Il segreto per trasformare la semina delle melanzane in raccolti straordinari

Negli orti italiani, la melanzana è una pianta che affascina e allo stesso tempo delude: si sogna un raccolto generoso, ma spesso si finisce con tre frutti striminziti. Non è questione di fortuna — dipende tutto da una semina fatta come si deve.

In clima temperato, tra la semina della melanzana e i primi frutti passano 4-5 mesi. Al di sotto dei 10 °C la crescita si blocca completamente, e la pianta si sviluppa solo con temperature dell'aria di almeno 20 °C. Qui si nasconde il vero segreto di un raccolto spettacolare.

Quando seminare le melanzane per raccogliere bene?

Senza una serra riscaldata, la finestra ideale si apre tra la metà di febbraio e i primissimi giorni di marzo. Seminare più tardi significa spostare la fioritura in avanti, far slittare il raccolto verso settembre e ridurre sensibilmente la produzione, soprattutto nelle zone più fresche del nord.

Le semine di aprile producono spesso piante rigogliose con foglie ampie, ma i primi fiori compaiono solo a fine agosto. Non appena le notti si rinfrescano, i frutti smettono di crescere: il risultato sono poche melanzane tardive, talvolta piccole o scarsamente mature.
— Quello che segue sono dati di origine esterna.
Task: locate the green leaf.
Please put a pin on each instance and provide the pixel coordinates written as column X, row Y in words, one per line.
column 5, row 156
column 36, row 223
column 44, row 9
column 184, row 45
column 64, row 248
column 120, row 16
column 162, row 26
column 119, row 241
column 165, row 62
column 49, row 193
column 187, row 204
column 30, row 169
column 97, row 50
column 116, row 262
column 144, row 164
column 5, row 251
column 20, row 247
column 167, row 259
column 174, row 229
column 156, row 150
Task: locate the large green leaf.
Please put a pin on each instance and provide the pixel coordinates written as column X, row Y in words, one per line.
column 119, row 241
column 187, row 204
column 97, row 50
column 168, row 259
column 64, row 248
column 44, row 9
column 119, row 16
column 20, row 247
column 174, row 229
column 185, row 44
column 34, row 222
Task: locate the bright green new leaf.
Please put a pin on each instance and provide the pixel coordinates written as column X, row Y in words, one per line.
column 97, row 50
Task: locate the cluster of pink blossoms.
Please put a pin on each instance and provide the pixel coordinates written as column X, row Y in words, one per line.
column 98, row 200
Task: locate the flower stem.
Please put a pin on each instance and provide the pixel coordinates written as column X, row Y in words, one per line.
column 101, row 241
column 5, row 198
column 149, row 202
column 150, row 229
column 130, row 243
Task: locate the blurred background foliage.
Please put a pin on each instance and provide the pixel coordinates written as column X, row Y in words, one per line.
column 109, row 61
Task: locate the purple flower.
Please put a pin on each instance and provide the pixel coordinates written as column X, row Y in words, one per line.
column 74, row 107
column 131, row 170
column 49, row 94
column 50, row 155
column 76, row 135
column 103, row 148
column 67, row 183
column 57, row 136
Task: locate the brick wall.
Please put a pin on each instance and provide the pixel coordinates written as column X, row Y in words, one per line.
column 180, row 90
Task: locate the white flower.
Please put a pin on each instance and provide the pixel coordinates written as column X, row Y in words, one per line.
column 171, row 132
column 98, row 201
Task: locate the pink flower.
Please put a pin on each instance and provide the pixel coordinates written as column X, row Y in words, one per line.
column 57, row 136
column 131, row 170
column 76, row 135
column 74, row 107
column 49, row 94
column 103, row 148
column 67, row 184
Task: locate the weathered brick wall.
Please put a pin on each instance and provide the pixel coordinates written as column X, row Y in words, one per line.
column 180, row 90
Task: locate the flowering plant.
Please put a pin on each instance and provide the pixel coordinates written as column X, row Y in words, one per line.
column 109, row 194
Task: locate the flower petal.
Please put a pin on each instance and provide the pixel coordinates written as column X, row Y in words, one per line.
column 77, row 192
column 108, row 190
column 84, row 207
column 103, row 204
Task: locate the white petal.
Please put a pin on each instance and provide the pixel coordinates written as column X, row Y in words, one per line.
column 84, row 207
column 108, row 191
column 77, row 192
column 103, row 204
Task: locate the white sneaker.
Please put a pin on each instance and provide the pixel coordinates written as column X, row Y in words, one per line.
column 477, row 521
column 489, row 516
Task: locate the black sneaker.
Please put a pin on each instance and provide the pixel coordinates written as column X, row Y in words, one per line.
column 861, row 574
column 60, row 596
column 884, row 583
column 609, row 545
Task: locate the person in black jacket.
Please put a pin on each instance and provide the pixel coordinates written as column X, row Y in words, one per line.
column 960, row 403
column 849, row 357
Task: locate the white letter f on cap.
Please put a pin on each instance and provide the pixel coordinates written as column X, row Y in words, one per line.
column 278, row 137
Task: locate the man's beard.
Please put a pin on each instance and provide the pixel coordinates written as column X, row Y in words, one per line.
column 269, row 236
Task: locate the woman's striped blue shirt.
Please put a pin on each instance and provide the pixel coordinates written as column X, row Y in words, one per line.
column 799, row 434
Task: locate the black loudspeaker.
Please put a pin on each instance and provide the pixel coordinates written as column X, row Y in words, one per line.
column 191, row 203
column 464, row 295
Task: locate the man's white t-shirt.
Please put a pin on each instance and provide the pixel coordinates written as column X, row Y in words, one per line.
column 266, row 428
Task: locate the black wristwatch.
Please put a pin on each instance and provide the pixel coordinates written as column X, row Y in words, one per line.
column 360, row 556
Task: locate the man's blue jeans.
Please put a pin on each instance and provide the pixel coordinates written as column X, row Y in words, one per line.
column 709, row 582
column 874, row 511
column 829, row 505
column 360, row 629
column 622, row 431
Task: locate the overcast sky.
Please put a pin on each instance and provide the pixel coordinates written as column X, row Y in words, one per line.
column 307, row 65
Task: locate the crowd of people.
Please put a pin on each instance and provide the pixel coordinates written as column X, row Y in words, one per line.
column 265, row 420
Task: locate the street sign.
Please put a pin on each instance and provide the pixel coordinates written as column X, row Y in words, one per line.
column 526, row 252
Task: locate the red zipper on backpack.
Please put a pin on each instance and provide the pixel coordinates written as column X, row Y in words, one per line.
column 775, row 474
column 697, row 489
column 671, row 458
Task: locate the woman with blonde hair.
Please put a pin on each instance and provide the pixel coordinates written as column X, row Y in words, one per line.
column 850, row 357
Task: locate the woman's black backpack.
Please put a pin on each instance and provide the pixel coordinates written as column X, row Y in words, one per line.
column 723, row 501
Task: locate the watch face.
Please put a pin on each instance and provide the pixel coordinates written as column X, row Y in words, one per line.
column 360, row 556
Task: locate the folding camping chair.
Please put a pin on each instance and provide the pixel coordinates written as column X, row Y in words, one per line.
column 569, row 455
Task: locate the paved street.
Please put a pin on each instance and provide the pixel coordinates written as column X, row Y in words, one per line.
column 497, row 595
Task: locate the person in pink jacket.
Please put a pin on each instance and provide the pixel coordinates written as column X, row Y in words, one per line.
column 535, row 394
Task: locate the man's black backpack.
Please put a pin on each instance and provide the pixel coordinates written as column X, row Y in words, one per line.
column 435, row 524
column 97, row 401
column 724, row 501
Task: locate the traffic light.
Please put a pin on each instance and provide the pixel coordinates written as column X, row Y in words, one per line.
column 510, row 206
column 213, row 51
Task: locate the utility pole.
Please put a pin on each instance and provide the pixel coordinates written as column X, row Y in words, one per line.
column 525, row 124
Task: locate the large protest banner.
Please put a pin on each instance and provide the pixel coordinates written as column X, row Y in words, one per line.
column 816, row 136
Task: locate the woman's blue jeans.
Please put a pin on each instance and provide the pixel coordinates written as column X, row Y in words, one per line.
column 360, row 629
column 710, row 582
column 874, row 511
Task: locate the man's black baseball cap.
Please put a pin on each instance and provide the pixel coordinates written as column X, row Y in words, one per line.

Temperatura e semina delle melanzane in casa

La melanzana è una pianta molto sensibile al freddo: germina soltanto se il substrato raggiunge i 22 °C. Mantieni la temperatura tra 22 e 25 °C usando una mini-serra riscaldante oppure sistemando i contenitori su uno scaffale vicino al termosifone, tenuta sotto controllo con un termometro.

In queste condizioni ottimali, i germogli spuntano in 7-15 giorni. Per evitare di seminare semi non vitali, immergi una decina di semi in un bicchiere d'acqua per 5 minuti: quelli che affondano sono fertili e vanno tenuti, quelli che galleggiano si scartano.

Trapianto e piante compagne per favorire la melanzana

Per la semina usa cassettine o vasetti puliti riempiti di terriccio specifico per semina: interra i semi a non più di 1 cm di profondità, premi leggermente, annaffia con un getto fine e copri con un coperchio trasparente. Dopo 5-6 settimane si effettua il trapianto in vasetto individuale, per poi mettere a dimora le piantine in piena terra dopo i santi di ghiaccio, intorno alla metà di maggio.

Nell'orto, ogni pianta va distanziata di 25-30 cm. Il basilico si rivela un compagno prezioso: quando fiorisce, attira insetti utili come api, farfalle e crisope che favoriscono l'impollinazione. Grazie al suo profumo intenso, aiuta anche a tenere lontani parassiti come nottue, acari e punteruoli. Le melanzane alte, a loro volta, possono fare ombra al basilico nelle giornate più calde, rallentandone la fioritura precoce e prolungandone la vita utile nell'orto.